Cal State Trustees Approve 9 Percent Tuition Hike
LONG BEACH, Calif. (AP) California State University trustees have approved a 9 percent tuition hike despite a demonstration that ended in a struggle between police and protesters.
Assistant Chancellor Robert Turnage says the trustees reconvened elsewhere as the demonstration occurred at the doors of the Long Beach meeting room and they voted 9-6 in favor of the increase.
The hike will raise student costs $498 to $5,970 a year.
Three people were taken into custody during the demonstration and an officer suffered a cut arm when a door shattered.
University officials said the proposed tuition increase for 2012-2013 is necessary because of continuing cuts in state funding. The CSU budget has been slashed by $650 million in recent years and another $100 million cut is possible next month.
The board plans to ask the Legislature for an additional $138.3 million in state funding. If approved, the tuition hike wouldn’t be needed.
Lt. Gov. Gavin Newsom, a member of the CSU board of trustees, said he opposes a tuition hike.

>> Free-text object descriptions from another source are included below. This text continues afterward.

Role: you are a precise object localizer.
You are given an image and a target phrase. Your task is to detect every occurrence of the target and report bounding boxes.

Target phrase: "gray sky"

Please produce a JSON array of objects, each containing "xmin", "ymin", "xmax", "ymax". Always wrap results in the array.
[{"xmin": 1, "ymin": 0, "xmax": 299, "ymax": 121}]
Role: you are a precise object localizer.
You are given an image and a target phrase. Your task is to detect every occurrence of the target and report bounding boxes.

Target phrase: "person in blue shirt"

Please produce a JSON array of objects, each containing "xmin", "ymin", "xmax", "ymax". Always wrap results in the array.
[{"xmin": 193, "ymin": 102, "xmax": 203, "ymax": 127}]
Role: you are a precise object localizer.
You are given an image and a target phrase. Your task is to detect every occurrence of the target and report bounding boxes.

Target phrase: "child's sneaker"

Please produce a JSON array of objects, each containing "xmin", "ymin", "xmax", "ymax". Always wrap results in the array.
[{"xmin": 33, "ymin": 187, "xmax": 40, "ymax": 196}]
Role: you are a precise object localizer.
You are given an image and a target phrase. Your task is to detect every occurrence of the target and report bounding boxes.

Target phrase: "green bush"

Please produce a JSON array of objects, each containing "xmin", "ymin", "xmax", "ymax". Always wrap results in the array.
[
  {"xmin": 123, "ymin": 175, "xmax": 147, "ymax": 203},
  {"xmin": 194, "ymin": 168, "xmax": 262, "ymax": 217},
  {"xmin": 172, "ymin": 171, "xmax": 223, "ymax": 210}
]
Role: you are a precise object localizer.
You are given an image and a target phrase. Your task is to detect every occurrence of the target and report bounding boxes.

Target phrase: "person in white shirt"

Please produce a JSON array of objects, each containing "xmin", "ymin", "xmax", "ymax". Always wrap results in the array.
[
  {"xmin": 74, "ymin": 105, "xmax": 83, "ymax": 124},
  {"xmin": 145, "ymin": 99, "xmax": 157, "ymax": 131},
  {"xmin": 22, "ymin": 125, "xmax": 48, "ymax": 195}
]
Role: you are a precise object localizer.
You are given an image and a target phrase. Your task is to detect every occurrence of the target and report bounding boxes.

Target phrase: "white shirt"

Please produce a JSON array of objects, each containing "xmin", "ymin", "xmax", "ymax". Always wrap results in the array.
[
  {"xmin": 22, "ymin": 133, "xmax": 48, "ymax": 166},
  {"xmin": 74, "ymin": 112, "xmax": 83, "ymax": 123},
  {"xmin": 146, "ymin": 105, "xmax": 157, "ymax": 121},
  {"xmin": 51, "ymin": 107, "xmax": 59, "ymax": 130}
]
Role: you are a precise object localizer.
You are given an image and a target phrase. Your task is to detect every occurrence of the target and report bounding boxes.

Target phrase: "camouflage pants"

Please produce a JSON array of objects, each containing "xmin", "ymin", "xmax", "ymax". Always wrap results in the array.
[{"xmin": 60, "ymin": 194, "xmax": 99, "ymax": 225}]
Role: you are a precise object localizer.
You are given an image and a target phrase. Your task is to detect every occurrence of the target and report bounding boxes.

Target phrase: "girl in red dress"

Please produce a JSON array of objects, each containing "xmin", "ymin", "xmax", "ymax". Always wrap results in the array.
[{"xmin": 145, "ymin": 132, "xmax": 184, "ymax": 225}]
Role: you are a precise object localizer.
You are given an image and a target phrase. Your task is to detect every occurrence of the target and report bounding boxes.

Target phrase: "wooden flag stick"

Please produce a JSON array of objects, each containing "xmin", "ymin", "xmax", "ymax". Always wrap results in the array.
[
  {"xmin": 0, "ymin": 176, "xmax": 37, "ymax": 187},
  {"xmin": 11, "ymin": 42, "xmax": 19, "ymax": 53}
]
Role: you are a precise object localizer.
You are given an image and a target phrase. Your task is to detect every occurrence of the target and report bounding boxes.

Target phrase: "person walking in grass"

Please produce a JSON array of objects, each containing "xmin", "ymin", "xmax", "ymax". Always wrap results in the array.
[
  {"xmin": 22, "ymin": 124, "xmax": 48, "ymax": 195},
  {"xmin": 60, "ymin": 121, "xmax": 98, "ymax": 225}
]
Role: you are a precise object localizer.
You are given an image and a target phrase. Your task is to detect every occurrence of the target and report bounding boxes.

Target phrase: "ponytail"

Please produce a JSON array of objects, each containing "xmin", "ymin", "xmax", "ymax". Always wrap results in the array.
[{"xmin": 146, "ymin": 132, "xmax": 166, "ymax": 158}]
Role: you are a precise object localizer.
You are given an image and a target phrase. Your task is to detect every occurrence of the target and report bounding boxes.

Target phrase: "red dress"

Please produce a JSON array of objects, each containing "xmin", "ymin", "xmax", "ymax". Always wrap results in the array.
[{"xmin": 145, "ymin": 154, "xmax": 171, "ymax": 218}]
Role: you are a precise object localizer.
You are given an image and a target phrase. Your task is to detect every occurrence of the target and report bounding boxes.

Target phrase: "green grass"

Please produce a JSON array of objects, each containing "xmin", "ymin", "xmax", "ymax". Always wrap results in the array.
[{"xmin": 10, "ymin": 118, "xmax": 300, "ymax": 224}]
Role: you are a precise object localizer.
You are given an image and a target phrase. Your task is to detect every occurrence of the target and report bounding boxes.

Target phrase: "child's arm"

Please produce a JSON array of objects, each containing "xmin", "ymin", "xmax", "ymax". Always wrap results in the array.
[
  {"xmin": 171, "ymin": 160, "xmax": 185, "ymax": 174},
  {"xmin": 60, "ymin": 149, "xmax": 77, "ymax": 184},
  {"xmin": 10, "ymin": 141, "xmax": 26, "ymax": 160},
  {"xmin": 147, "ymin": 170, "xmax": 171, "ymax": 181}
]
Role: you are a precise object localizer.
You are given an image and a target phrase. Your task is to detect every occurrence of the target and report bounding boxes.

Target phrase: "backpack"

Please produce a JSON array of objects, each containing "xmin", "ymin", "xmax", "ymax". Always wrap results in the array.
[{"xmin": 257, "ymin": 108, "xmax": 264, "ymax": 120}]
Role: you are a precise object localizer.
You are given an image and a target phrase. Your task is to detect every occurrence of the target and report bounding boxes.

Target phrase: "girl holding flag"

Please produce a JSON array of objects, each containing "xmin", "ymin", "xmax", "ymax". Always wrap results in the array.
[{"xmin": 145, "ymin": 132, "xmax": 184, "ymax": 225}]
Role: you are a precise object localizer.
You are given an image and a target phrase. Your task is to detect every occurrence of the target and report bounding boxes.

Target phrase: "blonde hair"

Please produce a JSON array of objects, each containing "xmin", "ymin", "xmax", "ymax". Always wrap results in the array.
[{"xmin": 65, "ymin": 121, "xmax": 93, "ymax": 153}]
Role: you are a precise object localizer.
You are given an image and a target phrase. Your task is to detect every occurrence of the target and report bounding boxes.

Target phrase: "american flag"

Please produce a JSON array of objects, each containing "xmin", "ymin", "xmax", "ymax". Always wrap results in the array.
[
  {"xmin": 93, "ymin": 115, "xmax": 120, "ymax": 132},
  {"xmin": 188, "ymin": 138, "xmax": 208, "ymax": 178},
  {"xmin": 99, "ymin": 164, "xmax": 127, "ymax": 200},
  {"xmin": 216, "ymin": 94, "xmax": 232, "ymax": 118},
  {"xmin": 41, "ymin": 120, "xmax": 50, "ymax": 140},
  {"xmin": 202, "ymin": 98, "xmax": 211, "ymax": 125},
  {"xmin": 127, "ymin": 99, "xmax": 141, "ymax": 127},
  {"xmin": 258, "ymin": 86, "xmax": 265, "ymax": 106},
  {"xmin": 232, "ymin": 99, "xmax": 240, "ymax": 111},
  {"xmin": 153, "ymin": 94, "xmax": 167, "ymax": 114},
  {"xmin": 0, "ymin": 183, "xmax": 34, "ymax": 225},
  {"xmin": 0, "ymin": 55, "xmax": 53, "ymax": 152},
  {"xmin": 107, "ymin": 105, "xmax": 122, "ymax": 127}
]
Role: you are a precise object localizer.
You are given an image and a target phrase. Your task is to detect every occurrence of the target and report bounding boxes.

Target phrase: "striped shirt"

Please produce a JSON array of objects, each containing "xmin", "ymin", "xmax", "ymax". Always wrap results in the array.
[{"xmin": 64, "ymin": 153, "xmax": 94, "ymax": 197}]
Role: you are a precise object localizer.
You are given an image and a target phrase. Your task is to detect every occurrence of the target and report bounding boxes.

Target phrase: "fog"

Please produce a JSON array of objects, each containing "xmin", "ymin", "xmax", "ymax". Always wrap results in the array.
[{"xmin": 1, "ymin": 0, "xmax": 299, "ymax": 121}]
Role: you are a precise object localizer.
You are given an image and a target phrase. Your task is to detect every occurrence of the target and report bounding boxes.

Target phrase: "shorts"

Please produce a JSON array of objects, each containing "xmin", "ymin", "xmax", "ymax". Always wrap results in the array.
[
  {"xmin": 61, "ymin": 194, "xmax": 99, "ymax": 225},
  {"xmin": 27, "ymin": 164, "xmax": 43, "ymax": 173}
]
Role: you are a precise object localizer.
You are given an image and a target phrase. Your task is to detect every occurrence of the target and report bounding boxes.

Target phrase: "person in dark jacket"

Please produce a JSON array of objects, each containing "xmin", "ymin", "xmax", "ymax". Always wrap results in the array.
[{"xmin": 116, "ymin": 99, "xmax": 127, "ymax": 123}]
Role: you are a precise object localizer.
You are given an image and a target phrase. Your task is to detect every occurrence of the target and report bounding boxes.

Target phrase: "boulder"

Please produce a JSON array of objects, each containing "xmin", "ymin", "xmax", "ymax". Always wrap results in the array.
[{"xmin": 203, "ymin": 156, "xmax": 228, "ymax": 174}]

“We have an obligation to our students and their families to send a strong message to Sacramento that our higher education system and economy cannot meet its potential unless this catastrophic trend is reversed,” he said.
There are about 412,000 students enrolled at Cal State campuses.
Cal State officials said the availability of financial aid means about 45 percent of the university system’s students won’t be impacted by the tuition hike.
Tuition rose 23 percent and enrollment was slashed by 10,000 students in the past two years because of the cuts in state funding.
The tuition hike vote came as faculty from two campuses made plans to walk off the job Thursday to protest Cal State’s withholding of contractual pay raises for faculty members.